Do you have a favorite fall read? Share it with us in the comments!

Wednesday, October 21, 2015

Q & A with a Librarian: Pang Kou Yang

Hometown:  St. Paul

Position:  Evening & Weekend Reference Librarian

How did you end up working at CSP?
I'm an alum!  I was a student worker while I went to school here so it made a lot of sense to come back and take the reference position.

When did you decide to be a librarian, and what did you go to school for?
I started working at the circulation desk and got interested in my senior year, so kind of late.  I love working in the library and finding information!  I decided to take that extra step and get the degree--Master of Library and Information Science.

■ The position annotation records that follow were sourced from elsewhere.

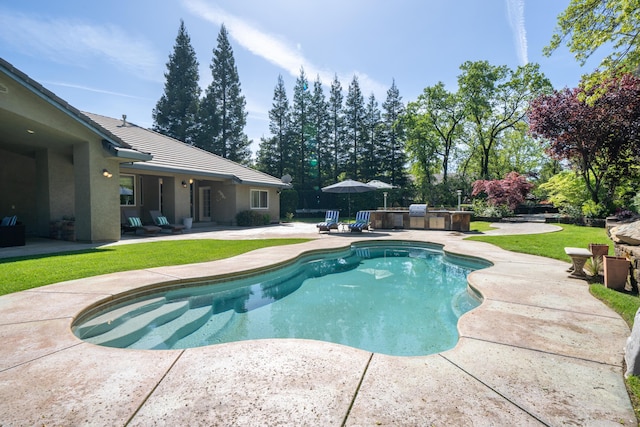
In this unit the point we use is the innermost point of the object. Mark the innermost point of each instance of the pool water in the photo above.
(398, 299)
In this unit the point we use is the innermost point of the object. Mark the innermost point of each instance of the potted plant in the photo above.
(616, 271)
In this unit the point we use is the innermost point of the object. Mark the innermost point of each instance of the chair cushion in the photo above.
(135, 221)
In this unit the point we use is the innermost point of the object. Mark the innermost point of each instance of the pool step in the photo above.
(136, 327)
(109, 320)
(205, 334)
(163, 336)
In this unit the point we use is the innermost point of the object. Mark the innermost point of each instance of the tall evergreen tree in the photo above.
(354, 115)
(175, 114)
(222, 112)
(301, 127)
(368, 160)
(336, 129)
(320, 157)
(274, 155)
(394, 136)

What's it like being part of a mixed student/adult staff?
It is different from my usual experience working in a public library setting. I like it. It brings back my college years working in the library.

What's your dream job?
I do love working here, but I would love to be a public librarian full-time.  Right now I'm working here at Concordia part-time, and also over at the Dale Public Library part-time.

What's your favorite part of your job?
I love helping people with the research for a paper!  Just helping someone is a good feeling, and I like meeting and talking to the students as well.

What is your favorite book?
I have many favorite books!  One of my favorite is a children's book, The Rainbow Fish.  I read it to some kids for a class assignment and had a lot of fun!

Interview conducted by Jackie Martini, the CSP Library's social media student worker.

Friday, October 16, 2015

Treasures from the Archive: Dick Siebert

As the professional baseball season is coming to a close, let’s highlight one of Concordia’s "claims to fame": Dick Siebert. Before Richard “Dick” Siebert played first base for the Philadelphia Athletics and became one of the greatest coaches in college baseball history, he played baseball for Concordia Academy and Concordia College.

College Baseball Team, 1929 or 1930. Dick "Lefty" Siebert is center of the seated row. 

“Lefty” was pitcher for the Concordia Comets. During the 1929 season, his junior year of college, he was approached by a scout for the St. Louis Cardinals; however, Dick had every intention of become a Lutheran minister and wanted to continue his education at Concordia Seminary. While at Seminary, baseball continued to tug at Dick’s heartstrings until he got an offer he couldn’t refuse and signed with the Brooklyn Dodgers in 1932. Between 1932 and 1945, Dick played pro baseball with the Dodgers, Cubs, Cardinals, and finally, the Philadelphia A’s as the first baseman. During the off season, Dick coached basketball for Concordia, Saint Paul high school and junior college.

1937 Concordia Comets basketball team. Coach Dick Siebert's first year as basketball coach.

In 1948, he took a job as head coach for the University of Minnesota Golden Gopher’s baseball team. Over the next 30 years, Coach Siebert became one of the greatest coaches in college baseball history, was twice named as college baseball’s Coach of the Year, is a member of the College Baseball Hall of Fame, and a recipient of the Lefty Gomez Trophy for outstanding contribution and service to college baseball.